Core Concepts
Key concepts and design patterns used in SimpleNS for reliable notification delivery.
Notification Lifecycle
States
A notification progresses through the following states:
| Status | Description |
|---|---|
pending | Queued for delivery (includes scheduled notifications waiting for their delivery time) |
processing | Currently being delivered by the unified processor |
delivered | Successfully sent to the provider and recipient |
failed | All retry attempts exhausted or non-retryable error |
Scheduled notifications don't have a separate state. They remain in pending status with a scheduled_at field. The Delayed Processor monitors these and publishes them to the appropriate channel topic when the scheduled time arrives.
State Transitions
pending → processing → delivered
pending → processing → failed (after all retries exhausted or non-retryable error)Viewing Notification State
- Navigate to Events page
- Search by notification ID, email, or other criteria
- View current status and full history
{notification_id="<id>"}Transactional Outbox Pattern
The transactional outbox pattern ensures reliable message publishing even during system failures.
Why Outbox?
Problem: Writing to database and publishing to Kafka in separate operations can fail partially:
- Database write succeeds, Kafka publish fails → notification lost
- Kafka publish succeeds, database write fails → duplicate notification
Solution: Transactional Outbox pattern guarantees atomicity and at-least-once delivery.
How It Works
API writes both notification and outbox entry in a MongoDB transaction
session.withTransaction(async () => {
await notifications.insertOne(notification);
await outbox.insertOne({
notification_id,
status: 'pending',
topic: `${channel}_notification`
});
});Background worker polls outbox table
Polls every 5 seconds (configurable via OUTBOX_POLL_INTERVAL_MS):
const entries = await outbox.find({
status: 'pending',
$or: [
{ claimed_by: null },
{ claimed_at: { $lt: staleThreshold } }
]
}).limit(OUTBOX_BATCH_SIZE);Worker claims entries (prevents duplicate processing)

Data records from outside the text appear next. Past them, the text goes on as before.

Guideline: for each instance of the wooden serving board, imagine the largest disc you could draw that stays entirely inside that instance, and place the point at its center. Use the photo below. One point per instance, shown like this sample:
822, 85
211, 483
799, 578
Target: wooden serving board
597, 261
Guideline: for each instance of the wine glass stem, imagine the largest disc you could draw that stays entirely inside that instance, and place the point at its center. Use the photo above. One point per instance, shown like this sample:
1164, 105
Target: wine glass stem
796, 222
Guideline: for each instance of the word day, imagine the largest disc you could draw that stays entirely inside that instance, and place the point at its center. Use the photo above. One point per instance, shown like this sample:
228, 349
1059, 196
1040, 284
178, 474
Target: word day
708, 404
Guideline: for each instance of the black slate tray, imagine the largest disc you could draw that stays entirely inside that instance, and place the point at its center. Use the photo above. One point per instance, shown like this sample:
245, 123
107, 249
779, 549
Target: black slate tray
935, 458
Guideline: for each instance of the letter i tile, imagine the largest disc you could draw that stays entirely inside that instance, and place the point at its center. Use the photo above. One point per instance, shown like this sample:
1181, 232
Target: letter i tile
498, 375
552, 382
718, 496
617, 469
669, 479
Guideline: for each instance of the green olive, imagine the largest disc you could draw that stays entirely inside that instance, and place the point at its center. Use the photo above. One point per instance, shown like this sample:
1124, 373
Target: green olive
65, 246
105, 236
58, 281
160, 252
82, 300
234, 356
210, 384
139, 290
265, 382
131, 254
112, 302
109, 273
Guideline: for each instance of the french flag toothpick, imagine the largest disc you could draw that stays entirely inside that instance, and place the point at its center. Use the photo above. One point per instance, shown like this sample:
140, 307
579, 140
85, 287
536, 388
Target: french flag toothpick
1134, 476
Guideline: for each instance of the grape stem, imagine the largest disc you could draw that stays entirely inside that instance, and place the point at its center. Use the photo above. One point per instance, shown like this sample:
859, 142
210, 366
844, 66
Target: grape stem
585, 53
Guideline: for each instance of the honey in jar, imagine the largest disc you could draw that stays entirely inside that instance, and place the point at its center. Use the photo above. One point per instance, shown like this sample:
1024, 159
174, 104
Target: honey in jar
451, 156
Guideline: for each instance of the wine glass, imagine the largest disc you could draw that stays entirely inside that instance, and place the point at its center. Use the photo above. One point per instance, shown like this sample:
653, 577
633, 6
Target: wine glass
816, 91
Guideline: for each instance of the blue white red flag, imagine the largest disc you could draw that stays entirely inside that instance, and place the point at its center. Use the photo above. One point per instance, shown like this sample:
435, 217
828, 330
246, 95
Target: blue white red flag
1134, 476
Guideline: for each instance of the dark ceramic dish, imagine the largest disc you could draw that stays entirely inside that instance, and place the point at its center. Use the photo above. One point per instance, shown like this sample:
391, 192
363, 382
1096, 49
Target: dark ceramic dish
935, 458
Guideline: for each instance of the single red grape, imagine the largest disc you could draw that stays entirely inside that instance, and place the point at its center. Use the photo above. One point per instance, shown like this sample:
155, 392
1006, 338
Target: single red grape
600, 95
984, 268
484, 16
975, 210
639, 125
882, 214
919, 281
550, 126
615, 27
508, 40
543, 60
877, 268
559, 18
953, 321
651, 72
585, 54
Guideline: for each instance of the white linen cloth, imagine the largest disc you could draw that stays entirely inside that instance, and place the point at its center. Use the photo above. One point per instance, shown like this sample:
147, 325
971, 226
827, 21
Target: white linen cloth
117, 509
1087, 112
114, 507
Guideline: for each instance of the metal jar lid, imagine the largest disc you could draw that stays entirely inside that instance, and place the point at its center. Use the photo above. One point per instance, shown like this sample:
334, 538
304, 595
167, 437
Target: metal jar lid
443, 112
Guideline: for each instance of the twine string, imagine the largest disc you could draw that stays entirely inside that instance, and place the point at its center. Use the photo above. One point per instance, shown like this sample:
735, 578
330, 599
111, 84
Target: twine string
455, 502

Uses atomic findOneAndUpdate with worker ID:
await outbox.findOneAndUpdate(
{ _id: entry._id, claimed_by: null },
{ $set: { claimed_by: WORKER_ID, claimed_at: new Date() } }
);Worker publishes to Kafka
Groups by topic and batch publishes:
await kafka.send({
topic: entry.topic, // e.g., 'email_notification'
messages: [{ key: notification_id, value: payload }]
});Worker marks as published
Updates both outbox and notification status in a transaction:
await outbox.updateOne({ _id }, { status: 'published' });
await notification.updateOne({ _id }, { status: 'processing' });Cleanup job removes old entries (configurable retention, default: 5 minutes)
Benefits
- Atomicity: Database and message queue stay consistent
- Reliability: Messages never lost even if worker crashes
- Idempotency: Duplicate processing prevented via claiming with timeout
- Observability: Outbox table shows publishing status
Retry Strategy
Exponential Backoff
When a notification delivery fails with a retryable error, SimpleNS automatically retries with increasing delays:
Delay (seconds) = base_delay * (2 ^ retry_count)
Retry 1: ~1 second
Retry 2: ~2 seconds
Retry 3: ~4 seconds
Retry 4: ~8 seconds
Retry 5: ~16 secondsConfiguration
MAX_RETRY_COUNT=5 # Maximum retry attempts (default: 5)Retry Scenarios
Retries are triggered for:
- Network errors (ECONNREFUSED, ETIMEDOUT)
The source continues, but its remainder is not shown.